How to avoid replacing more than needed with str.replace? [duplicate]
I have a dataframe, which shows som text in one column and the language of the text in another column. Instead of having 'en', 'ru' etc. written in the language column, I have tried to turn these abbreviations into full words:
df['text'] = df['text'] \
.str.replace('en', 'English') \
.str.replace('ru', 'Russian') \
.str.replace('fr', 'French') \
.str.replace('tr', 'Turkish') \
.str.replace('es', 'Spanish')
# The number of languages goes on..
The issue, however, is that it finds 'en', for example, in other words (such as French), which doesn't give the best output, when I run the dataframe:
English 959874
Russian 419963
FrEnglishch 93797
Turkish 87225
Spanish 74120
PortuguSpanisHebrew 31627
# And so on..
How can I avoid that it searches for 'en', for instance, in all words and not only, when 'en' stands alone in a column?

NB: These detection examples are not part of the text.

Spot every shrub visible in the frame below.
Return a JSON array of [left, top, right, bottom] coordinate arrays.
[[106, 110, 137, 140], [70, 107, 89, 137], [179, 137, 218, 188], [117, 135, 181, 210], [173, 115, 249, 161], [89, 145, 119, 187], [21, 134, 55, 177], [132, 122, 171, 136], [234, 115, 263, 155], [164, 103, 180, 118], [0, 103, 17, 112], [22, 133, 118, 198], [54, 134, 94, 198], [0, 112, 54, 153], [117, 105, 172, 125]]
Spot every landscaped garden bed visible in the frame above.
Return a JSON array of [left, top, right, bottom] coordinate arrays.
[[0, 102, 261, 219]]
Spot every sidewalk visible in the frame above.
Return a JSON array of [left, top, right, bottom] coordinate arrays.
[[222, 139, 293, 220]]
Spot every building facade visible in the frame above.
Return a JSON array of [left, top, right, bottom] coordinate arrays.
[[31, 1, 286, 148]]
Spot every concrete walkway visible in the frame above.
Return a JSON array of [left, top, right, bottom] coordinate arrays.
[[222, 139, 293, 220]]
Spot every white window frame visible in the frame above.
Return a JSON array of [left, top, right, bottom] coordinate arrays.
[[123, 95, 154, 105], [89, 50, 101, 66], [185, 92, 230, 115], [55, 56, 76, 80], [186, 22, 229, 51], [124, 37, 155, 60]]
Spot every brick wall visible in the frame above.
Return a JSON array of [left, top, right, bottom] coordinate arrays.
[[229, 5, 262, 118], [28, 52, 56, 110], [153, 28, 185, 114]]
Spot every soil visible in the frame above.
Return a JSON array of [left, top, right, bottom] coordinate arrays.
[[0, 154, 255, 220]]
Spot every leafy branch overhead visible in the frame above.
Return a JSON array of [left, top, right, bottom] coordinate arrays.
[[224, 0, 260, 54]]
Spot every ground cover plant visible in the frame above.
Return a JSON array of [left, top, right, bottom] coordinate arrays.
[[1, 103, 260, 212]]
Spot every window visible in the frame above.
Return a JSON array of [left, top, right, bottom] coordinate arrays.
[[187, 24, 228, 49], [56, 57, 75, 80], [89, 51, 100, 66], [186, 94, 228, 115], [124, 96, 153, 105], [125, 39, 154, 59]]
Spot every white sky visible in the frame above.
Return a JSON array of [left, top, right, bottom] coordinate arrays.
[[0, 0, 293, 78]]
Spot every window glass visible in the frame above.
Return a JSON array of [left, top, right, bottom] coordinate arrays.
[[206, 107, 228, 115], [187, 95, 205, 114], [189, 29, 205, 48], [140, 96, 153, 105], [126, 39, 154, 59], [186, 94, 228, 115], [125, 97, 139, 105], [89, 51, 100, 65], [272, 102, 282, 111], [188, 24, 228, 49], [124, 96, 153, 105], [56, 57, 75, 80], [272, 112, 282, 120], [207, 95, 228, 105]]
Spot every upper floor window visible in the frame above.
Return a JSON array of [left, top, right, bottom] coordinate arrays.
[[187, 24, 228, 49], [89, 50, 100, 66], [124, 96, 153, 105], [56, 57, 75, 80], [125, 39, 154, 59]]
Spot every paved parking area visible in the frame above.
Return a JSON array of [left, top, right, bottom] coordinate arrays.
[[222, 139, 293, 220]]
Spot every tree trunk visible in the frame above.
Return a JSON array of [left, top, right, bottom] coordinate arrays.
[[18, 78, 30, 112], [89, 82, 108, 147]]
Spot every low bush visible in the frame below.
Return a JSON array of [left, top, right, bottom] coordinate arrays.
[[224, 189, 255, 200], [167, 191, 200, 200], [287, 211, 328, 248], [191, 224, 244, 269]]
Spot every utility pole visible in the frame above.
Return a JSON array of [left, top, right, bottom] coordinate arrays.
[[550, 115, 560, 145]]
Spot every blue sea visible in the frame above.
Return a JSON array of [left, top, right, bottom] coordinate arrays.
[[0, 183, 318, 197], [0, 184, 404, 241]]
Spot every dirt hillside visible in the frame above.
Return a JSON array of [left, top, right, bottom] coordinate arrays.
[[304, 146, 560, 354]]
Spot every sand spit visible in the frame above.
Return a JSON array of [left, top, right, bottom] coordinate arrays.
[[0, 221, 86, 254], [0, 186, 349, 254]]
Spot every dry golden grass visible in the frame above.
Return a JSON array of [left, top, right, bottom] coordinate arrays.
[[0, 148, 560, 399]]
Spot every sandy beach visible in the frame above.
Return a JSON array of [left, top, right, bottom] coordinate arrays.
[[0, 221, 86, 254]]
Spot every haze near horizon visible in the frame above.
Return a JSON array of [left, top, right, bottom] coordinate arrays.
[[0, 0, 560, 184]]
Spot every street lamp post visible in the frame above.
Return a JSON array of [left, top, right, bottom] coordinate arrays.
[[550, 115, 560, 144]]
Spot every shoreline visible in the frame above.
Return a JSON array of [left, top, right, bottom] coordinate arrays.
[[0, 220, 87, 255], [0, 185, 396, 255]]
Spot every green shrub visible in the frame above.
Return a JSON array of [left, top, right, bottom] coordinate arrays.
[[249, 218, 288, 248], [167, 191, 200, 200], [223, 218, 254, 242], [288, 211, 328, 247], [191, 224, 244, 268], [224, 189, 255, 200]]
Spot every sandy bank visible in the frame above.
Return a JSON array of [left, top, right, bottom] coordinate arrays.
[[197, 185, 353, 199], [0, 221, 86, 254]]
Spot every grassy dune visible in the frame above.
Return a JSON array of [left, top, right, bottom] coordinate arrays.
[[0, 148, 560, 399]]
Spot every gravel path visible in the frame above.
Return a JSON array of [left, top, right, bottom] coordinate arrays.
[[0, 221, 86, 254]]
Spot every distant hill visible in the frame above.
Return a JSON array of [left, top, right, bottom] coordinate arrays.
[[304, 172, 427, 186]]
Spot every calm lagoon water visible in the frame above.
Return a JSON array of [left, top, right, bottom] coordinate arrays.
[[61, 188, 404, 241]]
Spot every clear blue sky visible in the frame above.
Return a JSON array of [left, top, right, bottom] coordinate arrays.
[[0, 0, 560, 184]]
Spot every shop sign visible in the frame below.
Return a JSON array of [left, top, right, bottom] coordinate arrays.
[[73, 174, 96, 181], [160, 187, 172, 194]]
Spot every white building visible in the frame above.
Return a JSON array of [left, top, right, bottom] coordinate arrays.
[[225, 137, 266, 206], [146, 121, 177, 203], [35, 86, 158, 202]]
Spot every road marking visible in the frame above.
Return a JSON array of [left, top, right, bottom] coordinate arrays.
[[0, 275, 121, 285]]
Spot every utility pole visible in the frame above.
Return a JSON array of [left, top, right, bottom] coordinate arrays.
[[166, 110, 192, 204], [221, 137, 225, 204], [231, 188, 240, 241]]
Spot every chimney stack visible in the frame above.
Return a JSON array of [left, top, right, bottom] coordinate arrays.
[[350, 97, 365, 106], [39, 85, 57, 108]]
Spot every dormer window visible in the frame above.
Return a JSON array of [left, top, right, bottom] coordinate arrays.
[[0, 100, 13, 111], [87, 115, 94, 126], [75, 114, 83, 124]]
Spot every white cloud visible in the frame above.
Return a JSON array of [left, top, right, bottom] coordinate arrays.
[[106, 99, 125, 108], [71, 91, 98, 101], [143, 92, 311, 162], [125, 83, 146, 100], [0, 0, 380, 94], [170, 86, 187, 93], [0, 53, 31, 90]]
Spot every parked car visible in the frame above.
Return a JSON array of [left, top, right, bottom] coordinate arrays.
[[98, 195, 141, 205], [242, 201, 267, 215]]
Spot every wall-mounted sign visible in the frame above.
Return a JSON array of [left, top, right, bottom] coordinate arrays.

You might consider using map
instead of str.replace
, which should be more efficient in your case as you only do dictionary lookups. Therefore, you just define a dictionary used as a lookup table that you pass to the map function. For your example, that dictionary would map short-form version to long-form. In code, that reads like
my_map = {"en": "English", "ru": "Russian", ...}
df['text'] = df.text.map(my_map)
You can use regex replace:
df['text'] = df['text'].str.replace(r'^en$', 'English')
In regex, ^
means start of line and $
means end of line.
So you'll basically say:
Replace with English
where from start of line it says en
and ends there.